Le premier facteur qui a été examiné avait trait à la mission que la loi confie à l’agent d’ERAR et à la question de savoir s’il devait trancher des questions de droit pour pouvoir accomplir efficacement sa mission. Bien que les agents d’ERAR soient tenus de procéder à un examen des risques en conformité avec les articles 96 et 97 de la LIPR—un processus axé sur les faits—les agents d’ERAR ne sont pas appelés à rendre des décisions complexes sur des points de droit. Le deuxième facteur qui a été pris en considération est l’interaction du tribunal en cause avec les autres composantes du régime administratif.
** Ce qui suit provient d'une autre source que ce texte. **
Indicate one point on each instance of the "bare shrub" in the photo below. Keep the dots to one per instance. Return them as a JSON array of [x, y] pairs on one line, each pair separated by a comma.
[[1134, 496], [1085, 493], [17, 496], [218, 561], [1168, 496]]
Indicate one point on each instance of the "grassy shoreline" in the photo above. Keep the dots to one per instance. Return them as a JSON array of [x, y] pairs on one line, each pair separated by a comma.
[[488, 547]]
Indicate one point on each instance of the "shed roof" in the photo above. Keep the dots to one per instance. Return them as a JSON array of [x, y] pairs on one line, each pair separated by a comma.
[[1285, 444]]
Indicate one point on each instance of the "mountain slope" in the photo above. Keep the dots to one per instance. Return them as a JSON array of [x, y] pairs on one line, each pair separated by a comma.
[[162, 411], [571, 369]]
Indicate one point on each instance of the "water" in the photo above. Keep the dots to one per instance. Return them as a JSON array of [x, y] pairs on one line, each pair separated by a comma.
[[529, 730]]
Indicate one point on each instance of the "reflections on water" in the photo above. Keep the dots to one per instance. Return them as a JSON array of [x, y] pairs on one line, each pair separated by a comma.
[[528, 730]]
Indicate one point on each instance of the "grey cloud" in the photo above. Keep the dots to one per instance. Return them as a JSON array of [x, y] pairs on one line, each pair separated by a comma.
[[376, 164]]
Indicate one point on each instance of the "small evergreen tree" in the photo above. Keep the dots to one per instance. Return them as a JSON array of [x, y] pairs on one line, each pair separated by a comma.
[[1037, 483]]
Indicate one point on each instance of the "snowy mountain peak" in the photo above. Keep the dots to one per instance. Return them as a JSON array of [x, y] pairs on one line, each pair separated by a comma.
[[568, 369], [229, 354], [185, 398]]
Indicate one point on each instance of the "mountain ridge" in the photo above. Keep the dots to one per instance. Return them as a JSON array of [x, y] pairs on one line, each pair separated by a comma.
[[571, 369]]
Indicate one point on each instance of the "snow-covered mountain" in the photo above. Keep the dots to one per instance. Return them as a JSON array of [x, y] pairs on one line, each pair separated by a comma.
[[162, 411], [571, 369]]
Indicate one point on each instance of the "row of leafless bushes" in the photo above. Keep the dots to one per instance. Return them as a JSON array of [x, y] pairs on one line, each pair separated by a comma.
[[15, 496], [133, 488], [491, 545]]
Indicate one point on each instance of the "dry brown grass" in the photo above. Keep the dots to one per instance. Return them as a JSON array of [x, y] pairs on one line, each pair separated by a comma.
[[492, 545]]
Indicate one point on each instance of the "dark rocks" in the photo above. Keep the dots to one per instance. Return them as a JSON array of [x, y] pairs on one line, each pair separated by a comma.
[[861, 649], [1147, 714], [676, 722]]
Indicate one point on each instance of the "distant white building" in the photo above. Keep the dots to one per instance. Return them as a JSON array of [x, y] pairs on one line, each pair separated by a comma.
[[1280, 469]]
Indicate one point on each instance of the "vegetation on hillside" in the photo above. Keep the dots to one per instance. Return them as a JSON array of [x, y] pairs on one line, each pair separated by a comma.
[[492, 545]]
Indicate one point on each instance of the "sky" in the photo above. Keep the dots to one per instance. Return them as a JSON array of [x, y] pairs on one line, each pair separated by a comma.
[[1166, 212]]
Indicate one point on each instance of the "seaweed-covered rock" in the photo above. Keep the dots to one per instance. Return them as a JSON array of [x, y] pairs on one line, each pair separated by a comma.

Une décision défavorable de l’agent d’ERAR revêt une importance capitale pour la personne visée puisqu’elle est susceptible d’aboutir à la mise à exécution d’une mesure de renvoi. La LIPR ne prévoit pas de droit d’appel des décisions des agents d’ERAR, sous réserve toutefois du droit du demandeur de saisir la Cour fédérale d’une demande de contrôle judiciaire de la décision le visant. Dans le cadre de l’examen du troisième facteur, soit la question de savoir si le tribunal est une instance juridictionnelle, on a conclu qu’une décision d’ERAR est principalement administrative. Bien que l’article 113 de la LIPR permette la tenue d’une audience dans des circonstances exceptionnelles, la plupart des décisions sont jugées sur dossier. Enfin, la Cour doit tenir compte de considérations pratiques, y compris la capacité du tribunal de se prononcer sur des questions de droit. Même si certains agents d’ERAR sont des avocats de formation, il était raisonnable de penser qu’ils ne possèdent pas les compétences spécialisées nécessaires pour procéder à des analyses fondées sur la Charte et que, s’ils le faisaient, ils compromettraient probablement l’efficacité du processus d’ERAR en plus d’en retarder le déroulement. Bien que les agents d’ERAR rendent des décisions extrêmement importantes, ils n’ont pas la compétence implicite pour examiner des questions de droit et ils n’ont notamment pas la compétence implicite pour déclarer inopérants des paragraphes de la LIPR dont l’application entraînerait une violation des droits garantis à une personne en vertu de la Charte.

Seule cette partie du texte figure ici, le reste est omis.